[Mailman-Developers] Mailman queue design problem?

Chuq Von Rospach chuqui@plaidworks.com
Thu, 21 Jun 2001 23:22:04 -0700


On Thursday, June 21, 2001, at 10:59 PM, Barry A. Warsaw wrote:

> It's fairly easy to add more queues, although I'm not sure what else
> would be useful.

Here's one -- multiple outqueuess to the MTA. Why?

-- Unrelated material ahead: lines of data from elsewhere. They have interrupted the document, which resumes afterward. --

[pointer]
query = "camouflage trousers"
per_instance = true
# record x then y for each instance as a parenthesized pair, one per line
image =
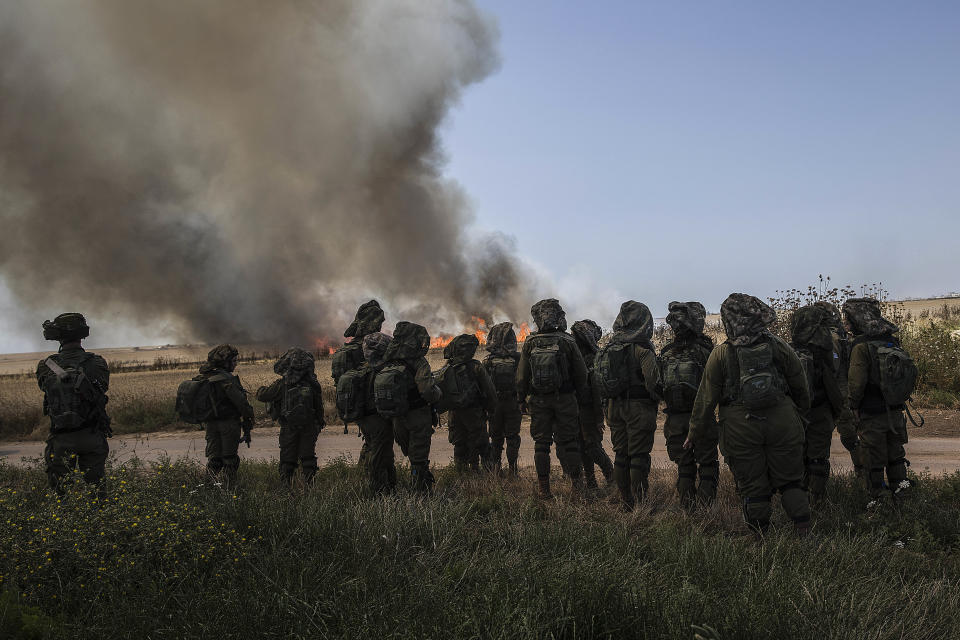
(468, 434)
(633, 423)
(699, 462)
(590, 440)
(555, 419)
(504, 426)
(413, 433)
(379, 462)
(882, 437)
(816, 450)
(85, 450)
(298, 445)
(764, 449)
(223, 443)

Take a really large mailman system, one that's outgrown a single 
machine. Add a dedicated delivery machine. Now, outgrow that. So add a 
second. Right now, you'd have to do that with some DNS round-robin 
magic, or hacking the code. Instead, allow defining 1-N outgoing queues 
to different MTAs, and have mailman place every outgoing message in one 
of them either in sequence or random (or make it configurable. Maybe 
nthe best way to do this is to do it randomly, but assign a percentage 
to each queue, so you could weight towards faster/bigger machines and 
away from smaller/slower ones.

Then, each one has a qrunner tihng delivering into that SMTP port. And 
for redundancy, if the server it's supposed to send to is down, that 
qrunner could requeue to the other outgoing queue(s), so a down machine 
wouldn't affect you.

Run it one weird step further out, and you could define outgoing queues 
that are NEVER used, unless the main SMTP queue is down. Sort of like a 
fallback MX.

All of this is possible outside of mailman -- but it seems like it ought 
to be fairly easy to build into mailman, so you don't have to fall into 
DNS magic or proxies or any of the stuff we talked about last week...

> 3) Different qrunners can be assigned different priorities (i.e. you
>    can run your incoming posts and MTA-bound queues more often then
>    your archiver, nntpd, or command processing queues).

Can you define bounce processing to time the server is otherwise idle?